The pair will visit several African countries affected by sexual violence in conflict zones ahead of the G8 summit in May. Later this year, the issue will also be raised at the UN Security Council and General Assembly.

The United Nations, human rights groups and clinicians have long reported the widespread use of rape and sexual violence in the ten-year-old-conflict in Sudan’s western region of Darfur.

In 2005 the then UN Under-secretary for Humanitarian Affairs Jan Egeland said: "In Darfur, rape is systematically used as a weapon of warfare." Gender-based violence in Darfur was at its peak in the first few years of the conflict but instances continue to be reported.

South Sudan, which broke away from Sudan in 2011 also did not fare well in the report but was rated outside the ten worst countries.

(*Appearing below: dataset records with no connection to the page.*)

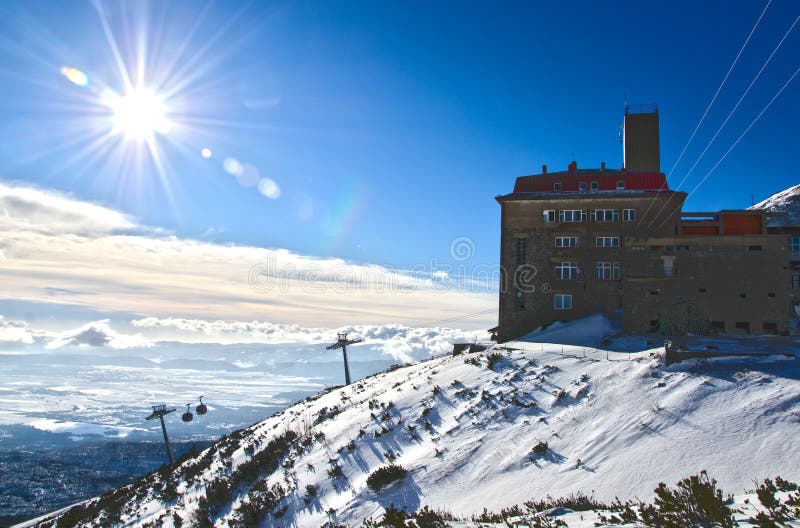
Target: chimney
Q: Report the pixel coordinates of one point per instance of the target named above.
(641, 139)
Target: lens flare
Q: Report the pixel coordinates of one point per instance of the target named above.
(139, 114)
(269, 188)
(75, 76)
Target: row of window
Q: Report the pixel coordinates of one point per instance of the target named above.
(596, 215)
(598, 242)
(602, 270)
(584, 186)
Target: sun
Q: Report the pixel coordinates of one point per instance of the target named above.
(139, 114)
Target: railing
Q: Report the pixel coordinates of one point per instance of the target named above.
(651, 108)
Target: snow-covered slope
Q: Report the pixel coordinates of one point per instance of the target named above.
(464, 428)
(787, 201)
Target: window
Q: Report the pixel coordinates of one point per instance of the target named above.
(669, 267)
(571, 215)
(562, 301)
(605, 215)
(608, 271)
(606, 241)
(566, 242)
(522, 251)
(567, 270)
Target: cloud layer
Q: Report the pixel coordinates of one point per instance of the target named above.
(97, 257)
(98, 334)
(14, 332)
(398, 341)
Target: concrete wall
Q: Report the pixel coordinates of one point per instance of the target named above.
(526, 306)
(641, 143)
(723, 279)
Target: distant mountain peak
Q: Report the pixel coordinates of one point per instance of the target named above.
(786, 202)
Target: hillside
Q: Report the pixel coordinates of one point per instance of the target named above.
(465, 427)
(787, 202)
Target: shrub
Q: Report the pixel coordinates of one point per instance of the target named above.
(695, 501)
(335, 471)
(540, 448)
(385, 476)
(775, 512)
(493, 359)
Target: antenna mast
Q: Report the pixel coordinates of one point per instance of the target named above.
(342, 343)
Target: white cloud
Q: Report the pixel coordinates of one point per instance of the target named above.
(32, 209)
(401, 342)
(98, 334)
(99, 258)
(14, 332)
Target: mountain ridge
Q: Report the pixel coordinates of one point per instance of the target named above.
(466, 430)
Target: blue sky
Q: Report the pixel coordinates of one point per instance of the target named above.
(388, 127)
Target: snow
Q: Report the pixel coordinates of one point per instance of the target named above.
(622, 424)
(786, 201)
(589, 331)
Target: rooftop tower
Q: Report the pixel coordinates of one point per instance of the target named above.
(641, 139)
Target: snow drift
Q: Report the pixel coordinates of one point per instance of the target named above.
(464, 428)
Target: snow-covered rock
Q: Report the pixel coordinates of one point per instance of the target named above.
(614, 424)
(786, 202)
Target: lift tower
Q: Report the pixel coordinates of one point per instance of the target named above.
(160, 411)
(342, 343)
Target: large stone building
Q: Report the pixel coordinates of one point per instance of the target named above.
(616, 241)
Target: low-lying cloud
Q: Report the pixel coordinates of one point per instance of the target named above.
(98, 334)
(14, 332)
(99, 258)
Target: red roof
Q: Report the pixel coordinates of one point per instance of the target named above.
(607, 180)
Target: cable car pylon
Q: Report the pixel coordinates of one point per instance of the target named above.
(342, 343)
(159, 411)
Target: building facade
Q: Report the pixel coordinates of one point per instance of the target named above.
(616, 241)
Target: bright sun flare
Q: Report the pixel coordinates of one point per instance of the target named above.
(139, 114)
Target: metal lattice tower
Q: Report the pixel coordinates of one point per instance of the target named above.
(160, 411)
(342, 343)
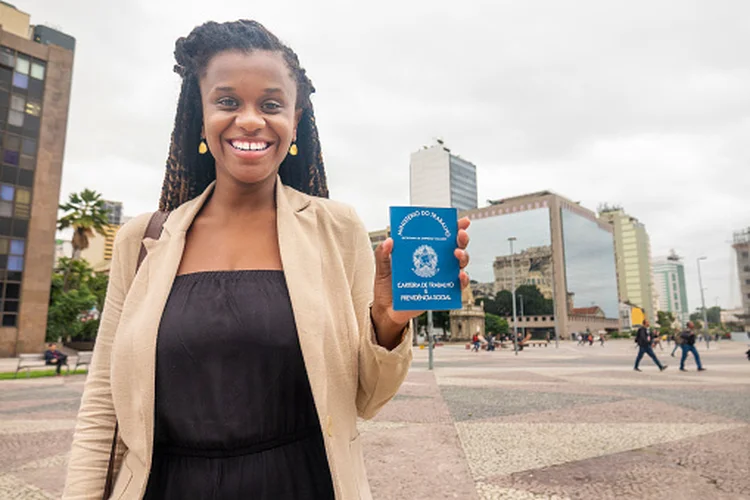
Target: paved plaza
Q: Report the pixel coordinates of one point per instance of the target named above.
(574, 422)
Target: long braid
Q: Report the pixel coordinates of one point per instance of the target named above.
(189, 173)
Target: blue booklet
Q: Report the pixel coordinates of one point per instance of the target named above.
(425, 269)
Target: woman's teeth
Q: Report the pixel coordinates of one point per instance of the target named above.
(249, 146)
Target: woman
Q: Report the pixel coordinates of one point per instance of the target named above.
(257, 329)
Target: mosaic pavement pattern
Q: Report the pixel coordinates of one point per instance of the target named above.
(567, 423)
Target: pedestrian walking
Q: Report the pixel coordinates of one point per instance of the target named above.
(236, 360)
(476, 342)
(688, 346)
(677, 341)
(657, 339)
(643, 339)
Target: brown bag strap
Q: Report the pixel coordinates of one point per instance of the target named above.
(153, 231)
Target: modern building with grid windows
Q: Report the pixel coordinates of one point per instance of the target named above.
(36, 64)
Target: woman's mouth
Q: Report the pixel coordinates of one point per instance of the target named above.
(243, 145)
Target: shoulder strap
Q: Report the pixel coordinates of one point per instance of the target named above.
(153, 231)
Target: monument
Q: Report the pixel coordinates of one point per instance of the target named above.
(468, 320)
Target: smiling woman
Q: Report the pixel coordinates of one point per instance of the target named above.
(237, 349)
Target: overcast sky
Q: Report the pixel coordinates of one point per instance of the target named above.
(645, 104)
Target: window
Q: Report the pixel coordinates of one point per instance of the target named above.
(29, 147)
(37, 71)
(15, 263)
(17, 102)
(10, 157)
(15, 118)
(20, 81)
(22, 65)
(7, 57)
(10, 174)
(20, 228)
(33, 108)
(6, 77)
(26, 178)
(17, 247)
(27, 162)
(7, 193)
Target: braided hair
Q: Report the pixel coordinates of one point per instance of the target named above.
(189, 173)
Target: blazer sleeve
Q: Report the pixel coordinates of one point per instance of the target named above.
(381, 371)
(95, 426)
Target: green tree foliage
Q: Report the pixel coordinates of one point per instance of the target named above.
(85, 213)
(75, 290)
(534, 303)
(494, 324)
(712, 313)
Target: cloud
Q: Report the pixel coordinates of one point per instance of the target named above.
(641, 103)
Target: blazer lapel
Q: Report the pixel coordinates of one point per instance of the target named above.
(300, 257)
(150, 296)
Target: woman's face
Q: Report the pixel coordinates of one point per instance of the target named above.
(249, 115)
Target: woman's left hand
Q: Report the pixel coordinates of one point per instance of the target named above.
(389, 323)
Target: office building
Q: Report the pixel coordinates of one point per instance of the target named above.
(561, 249)
(633, 258)
(36, 65)
(741, 245)
(669, 281)
(438, 178)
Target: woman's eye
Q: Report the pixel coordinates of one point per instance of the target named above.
(227, 102)
(271, 106)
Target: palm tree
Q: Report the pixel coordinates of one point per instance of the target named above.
(86, 215)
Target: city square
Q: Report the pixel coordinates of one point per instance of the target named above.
(549, 423)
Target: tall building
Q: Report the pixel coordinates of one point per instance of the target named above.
(439, 178)
(36, 67)
(669, 280)
(741, 245)
(633, 258)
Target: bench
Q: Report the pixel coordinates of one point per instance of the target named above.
(27, 361)
(84, 359)
(537, 343)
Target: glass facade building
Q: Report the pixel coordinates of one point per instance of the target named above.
(562, 265)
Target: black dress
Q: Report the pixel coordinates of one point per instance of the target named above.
(234, 413)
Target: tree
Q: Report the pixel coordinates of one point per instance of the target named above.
(86, 215)
(76, 290)
(495, 324)
(534, 303)
(712, 313)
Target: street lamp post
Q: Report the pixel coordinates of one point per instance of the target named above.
(430, 340)
(513, 293)
(703, 298)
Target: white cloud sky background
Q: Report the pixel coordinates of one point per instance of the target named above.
(639, 103)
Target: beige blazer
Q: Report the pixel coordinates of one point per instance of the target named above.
(329, 268)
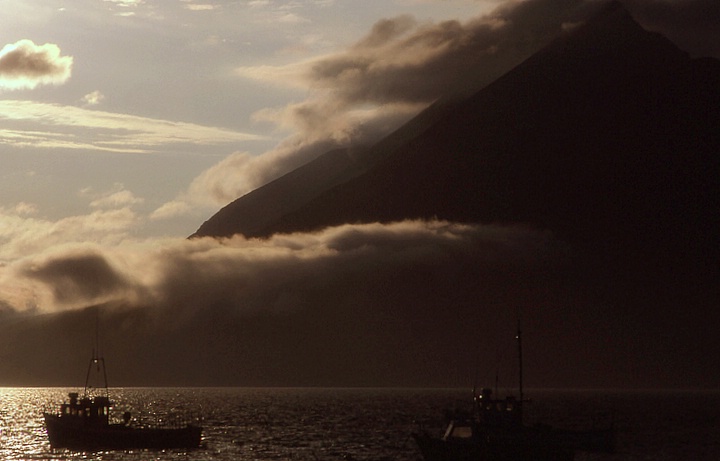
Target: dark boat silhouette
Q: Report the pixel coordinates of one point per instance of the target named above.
(495, 431)
(84, 423)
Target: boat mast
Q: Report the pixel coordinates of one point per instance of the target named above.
(97, 360)
(520, 365)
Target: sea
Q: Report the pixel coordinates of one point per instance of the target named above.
(262, 424)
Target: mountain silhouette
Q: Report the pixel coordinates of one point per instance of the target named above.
(608, 136)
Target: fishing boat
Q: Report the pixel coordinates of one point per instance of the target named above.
(495, 431)
(85, 423)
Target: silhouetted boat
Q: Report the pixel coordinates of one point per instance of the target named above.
(495, 431)
(84, 424)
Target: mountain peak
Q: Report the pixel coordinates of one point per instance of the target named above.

A Human Rights Watch report in August last year accused soldiers from South Sudan’s army of rape, torture and killing of civilians in Pibor county of the Jonglei state but the government has dismissed the reports as “not credible".

Of the nine countries that border Sudan and South Sudan six - Libya, Chad, Central African Republic, Democratic Republic of Congo, Uganda and Ethiopia - were also as rated as "extreme high risk". Eritrea and Ethiopia were rated "medium risk", while Kenya was rated as "low risk".